Around two thirds of Canada's electricity in 2015 was generated using renewable sources, with hydropower accounting for roughly 60 percent, according to a report from the country's National Energy Board (NEB).
The report, released on Tuesday, said that electricity derived from hydropower in 2015 had typically come from large facilities with reservoirs.
This kind of hydropower was described as being "a valuable part of Canada's generation mix, since it economically stores energy and moderates fluctuations from more intermittent renewable sources."
According to the International Energy Agency, hydropower is "the largest single renewable electricity source today."
In terms of other sources, the NEB said that Canadian wind power capacity had increased twenty fold between 2005 and 2015, while biomass had helped provide around two percent of electricity generation in 2015. Solar was seen as being a "relatively small" part of Canada's electricity makeup.

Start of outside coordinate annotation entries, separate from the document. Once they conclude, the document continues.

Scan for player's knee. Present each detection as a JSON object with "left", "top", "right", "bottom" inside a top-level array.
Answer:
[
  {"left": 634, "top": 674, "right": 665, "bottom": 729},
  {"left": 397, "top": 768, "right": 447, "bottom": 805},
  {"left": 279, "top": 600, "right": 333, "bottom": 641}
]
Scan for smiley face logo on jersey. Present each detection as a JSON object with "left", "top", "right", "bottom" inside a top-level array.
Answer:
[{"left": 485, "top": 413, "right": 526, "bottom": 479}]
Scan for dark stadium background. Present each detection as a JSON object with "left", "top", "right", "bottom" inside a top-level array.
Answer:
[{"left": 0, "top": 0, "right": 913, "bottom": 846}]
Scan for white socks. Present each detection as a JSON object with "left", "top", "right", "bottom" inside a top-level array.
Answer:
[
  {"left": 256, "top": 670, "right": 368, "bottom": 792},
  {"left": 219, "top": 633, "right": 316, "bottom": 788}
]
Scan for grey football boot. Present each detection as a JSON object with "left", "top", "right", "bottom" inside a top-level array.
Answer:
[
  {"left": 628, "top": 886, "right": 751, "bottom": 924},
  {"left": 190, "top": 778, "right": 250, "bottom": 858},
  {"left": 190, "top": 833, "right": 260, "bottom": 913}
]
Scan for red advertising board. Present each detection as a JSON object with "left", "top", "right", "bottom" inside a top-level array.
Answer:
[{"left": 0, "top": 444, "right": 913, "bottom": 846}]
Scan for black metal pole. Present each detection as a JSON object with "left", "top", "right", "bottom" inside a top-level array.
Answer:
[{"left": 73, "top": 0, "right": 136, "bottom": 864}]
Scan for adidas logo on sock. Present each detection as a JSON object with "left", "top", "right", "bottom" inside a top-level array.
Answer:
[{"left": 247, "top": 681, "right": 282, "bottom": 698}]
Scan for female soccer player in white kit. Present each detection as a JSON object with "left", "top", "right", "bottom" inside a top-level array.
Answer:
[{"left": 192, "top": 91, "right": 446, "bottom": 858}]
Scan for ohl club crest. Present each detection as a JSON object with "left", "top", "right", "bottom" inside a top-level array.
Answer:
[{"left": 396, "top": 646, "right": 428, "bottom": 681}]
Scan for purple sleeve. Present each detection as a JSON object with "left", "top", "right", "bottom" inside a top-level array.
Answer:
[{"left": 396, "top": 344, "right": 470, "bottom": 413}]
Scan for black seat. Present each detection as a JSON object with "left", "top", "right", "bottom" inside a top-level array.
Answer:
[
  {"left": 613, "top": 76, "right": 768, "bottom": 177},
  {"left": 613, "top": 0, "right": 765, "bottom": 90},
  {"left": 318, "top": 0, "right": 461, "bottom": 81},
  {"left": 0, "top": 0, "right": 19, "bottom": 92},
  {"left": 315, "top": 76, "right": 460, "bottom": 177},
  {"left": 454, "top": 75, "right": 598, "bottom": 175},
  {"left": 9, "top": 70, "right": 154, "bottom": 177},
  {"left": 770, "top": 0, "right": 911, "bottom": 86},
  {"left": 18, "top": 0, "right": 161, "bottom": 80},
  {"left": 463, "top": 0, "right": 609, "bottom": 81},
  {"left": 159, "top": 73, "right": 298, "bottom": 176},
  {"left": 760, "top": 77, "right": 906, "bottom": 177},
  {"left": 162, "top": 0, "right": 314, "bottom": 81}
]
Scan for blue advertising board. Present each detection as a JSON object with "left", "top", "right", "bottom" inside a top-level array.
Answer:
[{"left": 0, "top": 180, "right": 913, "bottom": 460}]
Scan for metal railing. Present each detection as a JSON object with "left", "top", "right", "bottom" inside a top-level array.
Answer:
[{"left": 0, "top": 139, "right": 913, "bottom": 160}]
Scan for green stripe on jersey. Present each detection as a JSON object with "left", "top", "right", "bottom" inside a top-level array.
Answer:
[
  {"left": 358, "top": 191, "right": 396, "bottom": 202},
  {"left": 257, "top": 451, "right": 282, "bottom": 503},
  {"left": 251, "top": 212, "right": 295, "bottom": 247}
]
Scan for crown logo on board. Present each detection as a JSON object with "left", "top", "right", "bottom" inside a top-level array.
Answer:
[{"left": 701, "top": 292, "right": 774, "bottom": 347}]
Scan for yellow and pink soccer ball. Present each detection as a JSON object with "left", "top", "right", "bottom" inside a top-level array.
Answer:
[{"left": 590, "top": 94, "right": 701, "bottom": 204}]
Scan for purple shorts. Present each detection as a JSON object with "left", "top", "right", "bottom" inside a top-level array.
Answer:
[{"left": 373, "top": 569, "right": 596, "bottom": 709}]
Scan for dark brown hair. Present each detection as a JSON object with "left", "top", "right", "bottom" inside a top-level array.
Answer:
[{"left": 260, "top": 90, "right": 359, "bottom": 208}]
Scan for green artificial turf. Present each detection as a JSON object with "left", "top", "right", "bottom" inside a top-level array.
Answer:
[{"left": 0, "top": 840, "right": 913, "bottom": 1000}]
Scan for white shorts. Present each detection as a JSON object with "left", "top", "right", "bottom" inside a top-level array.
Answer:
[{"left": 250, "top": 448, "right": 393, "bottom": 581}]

The NEB said that more than 600 terawatt hours of electricity were produced in 2015, with just one terawatt hour seen as being enough to provide a year's electricity to 80,000 homes.
"Canada's hydro generation has allowed the country to be one of the global leaders in renewable energy for years," Shelley Milutinovic, the NEB's chief economist, said in a statement.
"Now, as solar, wind and other technologies become more cost competitive, we expect to see a continuing increase in their adoption in the future," Milutinovic added.